Resource Recycling News

MRF roundup: Developments in three municipalities

Materials on a conveyor belt at a MRF.A partisan City Council dispute in San Diego threatens a contract with the city’s MRF operator, and Montgomery, Ala.’s mixed-waste MRF is on the way to reopening.

MRF wage conflict: A disagreement over living wage requirements has put at risk operations at a city of San Diego MRF. The San Diego Union-Tribune reports Allan Co., which operates the MRF, wants to sign a four-year extension of its contract with the city. But Democrats on the City Council say they won’t approve it unless the company agrees to abide by the city’s living wage law. The newspaper reports the company says it already pays employees at least the city’s living wage – $15.41 per hour – but doesn’t want to be subject to the law because the council might sharply increase the living wage in the future.

Montgomery mixed-waste MRF: Crews are installing more than $6 million worth of additional equipment in the long-shuttered mixed-waste processing facility in Montgomery, Ala. The goal is now to reopen the facility early in 2019, according to the Montgomery Advertiser newspaper. It was previously set to reopen this fall.

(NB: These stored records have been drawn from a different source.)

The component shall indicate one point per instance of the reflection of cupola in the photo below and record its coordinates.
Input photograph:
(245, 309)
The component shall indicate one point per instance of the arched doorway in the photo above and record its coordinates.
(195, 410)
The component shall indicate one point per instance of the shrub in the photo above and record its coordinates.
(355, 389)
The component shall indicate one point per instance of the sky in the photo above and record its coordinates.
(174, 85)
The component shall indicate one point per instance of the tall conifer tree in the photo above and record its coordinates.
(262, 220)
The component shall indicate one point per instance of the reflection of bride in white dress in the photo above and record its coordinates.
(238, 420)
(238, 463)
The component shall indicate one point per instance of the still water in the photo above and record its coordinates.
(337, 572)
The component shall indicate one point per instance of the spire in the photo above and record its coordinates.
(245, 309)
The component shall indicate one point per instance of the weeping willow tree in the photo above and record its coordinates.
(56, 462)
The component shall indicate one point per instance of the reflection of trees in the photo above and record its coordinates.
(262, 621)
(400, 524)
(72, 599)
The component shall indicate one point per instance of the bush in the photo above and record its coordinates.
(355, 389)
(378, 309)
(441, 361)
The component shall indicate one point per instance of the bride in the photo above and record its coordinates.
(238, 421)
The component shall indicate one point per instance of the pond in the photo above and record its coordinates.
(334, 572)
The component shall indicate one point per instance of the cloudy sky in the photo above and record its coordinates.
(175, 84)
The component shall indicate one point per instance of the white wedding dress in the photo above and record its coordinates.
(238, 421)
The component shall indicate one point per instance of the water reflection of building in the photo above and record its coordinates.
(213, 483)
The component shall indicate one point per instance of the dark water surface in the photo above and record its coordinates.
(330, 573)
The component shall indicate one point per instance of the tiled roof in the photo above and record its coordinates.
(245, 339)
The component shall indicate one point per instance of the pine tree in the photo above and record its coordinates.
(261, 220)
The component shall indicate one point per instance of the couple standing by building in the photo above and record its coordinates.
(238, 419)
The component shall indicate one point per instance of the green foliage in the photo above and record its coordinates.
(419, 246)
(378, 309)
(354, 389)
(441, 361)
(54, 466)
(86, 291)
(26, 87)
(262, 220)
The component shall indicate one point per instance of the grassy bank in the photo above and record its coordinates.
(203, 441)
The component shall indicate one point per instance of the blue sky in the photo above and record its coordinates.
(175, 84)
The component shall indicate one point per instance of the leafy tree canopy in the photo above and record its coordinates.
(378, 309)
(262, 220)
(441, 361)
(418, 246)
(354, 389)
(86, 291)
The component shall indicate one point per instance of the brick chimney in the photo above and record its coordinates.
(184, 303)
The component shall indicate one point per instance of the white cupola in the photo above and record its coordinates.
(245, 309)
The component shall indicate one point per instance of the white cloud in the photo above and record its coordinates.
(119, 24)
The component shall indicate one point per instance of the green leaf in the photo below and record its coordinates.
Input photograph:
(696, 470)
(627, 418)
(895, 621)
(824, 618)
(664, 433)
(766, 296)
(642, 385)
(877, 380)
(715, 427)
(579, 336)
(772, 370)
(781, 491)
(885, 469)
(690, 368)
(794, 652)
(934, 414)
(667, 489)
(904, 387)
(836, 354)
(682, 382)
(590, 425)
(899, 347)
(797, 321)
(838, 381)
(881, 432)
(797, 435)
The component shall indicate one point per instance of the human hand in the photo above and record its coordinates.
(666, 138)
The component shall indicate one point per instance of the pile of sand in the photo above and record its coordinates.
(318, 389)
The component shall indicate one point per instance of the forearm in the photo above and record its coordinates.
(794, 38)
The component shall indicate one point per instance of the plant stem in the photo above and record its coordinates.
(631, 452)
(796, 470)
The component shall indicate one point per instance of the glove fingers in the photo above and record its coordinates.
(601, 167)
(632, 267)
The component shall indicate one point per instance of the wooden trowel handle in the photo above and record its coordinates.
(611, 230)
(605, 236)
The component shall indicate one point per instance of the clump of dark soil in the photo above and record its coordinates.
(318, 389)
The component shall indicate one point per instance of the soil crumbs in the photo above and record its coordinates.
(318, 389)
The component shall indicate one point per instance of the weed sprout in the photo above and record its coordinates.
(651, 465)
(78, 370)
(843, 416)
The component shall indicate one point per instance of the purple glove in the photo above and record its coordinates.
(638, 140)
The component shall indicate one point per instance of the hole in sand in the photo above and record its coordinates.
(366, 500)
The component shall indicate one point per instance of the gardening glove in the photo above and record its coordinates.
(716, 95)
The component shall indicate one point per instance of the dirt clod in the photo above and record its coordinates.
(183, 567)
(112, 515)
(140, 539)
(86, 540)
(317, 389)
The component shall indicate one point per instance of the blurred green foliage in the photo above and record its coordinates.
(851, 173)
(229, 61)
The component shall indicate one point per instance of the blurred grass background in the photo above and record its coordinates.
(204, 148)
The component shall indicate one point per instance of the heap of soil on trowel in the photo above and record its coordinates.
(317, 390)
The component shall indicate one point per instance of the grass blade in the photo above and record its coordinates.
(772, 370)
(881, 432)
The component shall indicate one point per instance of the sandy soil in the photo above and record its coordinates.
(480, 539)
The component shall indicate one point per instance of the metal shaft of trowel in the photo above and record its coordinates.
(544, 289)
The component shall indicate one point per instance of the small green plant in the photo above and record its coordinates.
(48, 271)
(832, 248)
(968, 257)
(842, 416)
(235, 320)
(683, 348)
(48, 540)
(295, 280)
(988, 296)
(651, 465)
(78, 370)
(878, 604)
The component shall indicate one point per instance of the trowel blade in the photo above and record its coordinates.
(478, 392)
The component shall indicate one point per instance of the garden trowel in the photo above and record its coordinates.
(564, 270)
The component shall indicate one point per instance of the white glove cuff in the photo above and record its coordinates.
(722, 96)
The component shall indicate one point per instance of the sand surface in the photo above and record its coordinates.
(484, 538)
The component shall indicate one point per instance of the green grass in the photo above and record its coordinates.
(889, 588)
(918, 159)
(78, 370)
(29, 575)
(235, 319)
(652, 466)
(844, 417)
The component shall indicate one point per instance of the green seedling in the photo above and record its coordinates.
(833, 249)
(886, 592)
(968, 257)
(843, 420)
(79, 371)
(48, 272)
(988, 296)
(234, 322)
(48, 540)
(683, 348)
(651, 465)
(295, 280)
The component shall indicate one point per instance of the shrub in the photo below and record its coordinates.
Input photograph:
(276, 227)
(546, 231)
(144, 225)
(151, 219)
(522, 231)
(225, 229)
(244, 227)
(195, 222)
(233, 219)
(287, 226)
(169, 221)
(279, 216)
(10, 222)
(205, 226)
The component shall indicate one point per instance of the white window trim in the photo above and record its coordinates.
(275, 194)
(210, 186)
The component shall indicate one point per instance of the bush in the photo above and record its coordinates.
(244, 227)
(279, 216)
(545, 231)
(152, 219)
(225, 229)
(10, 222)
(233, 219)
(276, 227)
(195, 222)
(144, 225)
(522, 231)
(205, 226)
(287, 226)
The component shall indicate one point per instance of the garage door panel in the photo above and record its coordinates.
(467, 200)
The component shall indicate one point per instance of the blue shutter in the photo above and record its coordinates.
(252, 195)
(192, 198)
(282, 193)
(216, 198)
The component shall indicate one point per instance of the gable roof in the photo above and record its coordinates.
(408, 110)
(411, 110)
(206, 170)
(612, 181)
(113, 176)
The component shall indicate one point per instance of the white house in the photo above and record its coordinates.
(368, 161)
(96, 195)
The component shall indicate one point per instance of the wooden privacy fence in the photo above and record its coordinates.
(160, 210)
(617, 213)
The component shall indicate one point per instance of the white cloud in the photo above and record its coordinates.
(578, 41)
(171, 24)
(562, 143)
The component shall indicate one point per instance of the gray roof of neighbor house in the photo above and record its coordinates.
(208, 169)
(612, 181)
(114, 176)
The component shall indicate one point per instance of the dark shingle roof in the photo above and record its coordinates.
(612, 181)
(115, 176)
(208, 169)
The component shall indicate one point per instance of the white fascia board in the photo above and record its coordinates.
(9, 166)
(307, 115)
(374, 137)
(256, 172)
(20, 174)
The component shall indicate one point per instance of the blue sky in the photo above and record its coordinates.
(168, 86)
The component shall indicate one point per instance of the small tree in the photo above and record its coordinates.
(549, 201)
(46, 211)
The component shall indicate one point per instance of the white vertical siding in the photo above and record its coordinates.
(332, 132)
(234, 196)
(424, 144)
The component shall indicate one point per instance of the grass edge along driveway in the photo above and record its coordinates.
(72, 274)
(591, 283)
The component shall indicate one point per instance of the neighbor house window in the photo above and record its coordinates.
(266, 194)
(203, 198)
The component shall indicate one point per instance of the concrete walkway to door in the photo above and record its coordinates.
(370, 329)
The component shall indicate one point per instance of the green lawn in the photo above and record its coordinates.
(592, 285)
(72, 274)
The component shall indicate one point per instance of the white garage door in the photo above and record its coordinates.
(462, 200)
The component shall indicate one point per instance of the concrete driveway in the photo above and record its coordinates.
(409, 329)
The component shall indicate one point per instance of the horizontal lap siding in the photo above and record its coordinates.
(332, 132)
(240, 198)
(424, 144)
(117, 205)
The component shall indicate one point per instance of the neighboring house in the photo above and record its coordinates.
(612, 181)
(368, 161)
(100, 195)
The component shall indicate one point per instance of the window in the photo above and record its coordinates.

This summer, city leaders signed a deal with RePower South to begin running the former IREP facility, which opened in 2014 but closed a year later. The plant upgrades currently underway will allow the facility to create a fuel product from otherwise non-recyclable fractions.

Burning recyclables: A TV news station in Clearwater, Fla. reported that trucks carrying recyclables have been bypassing the MRF and heading straight to an incinerator. A city official previously told the station the material was being burned because it was so contaminated but that crews would begin picking contamination out instead. Three weeks later, ABCActionNews.com reports, TV crews recorded trucks headed straight to the waste-to-energy plant run by Covanta. The city’s mayor said the loads being burned contain at least 30 to 40 percent contamination, and the city is planning a public awareness campaign in areas generating high levels of contamination.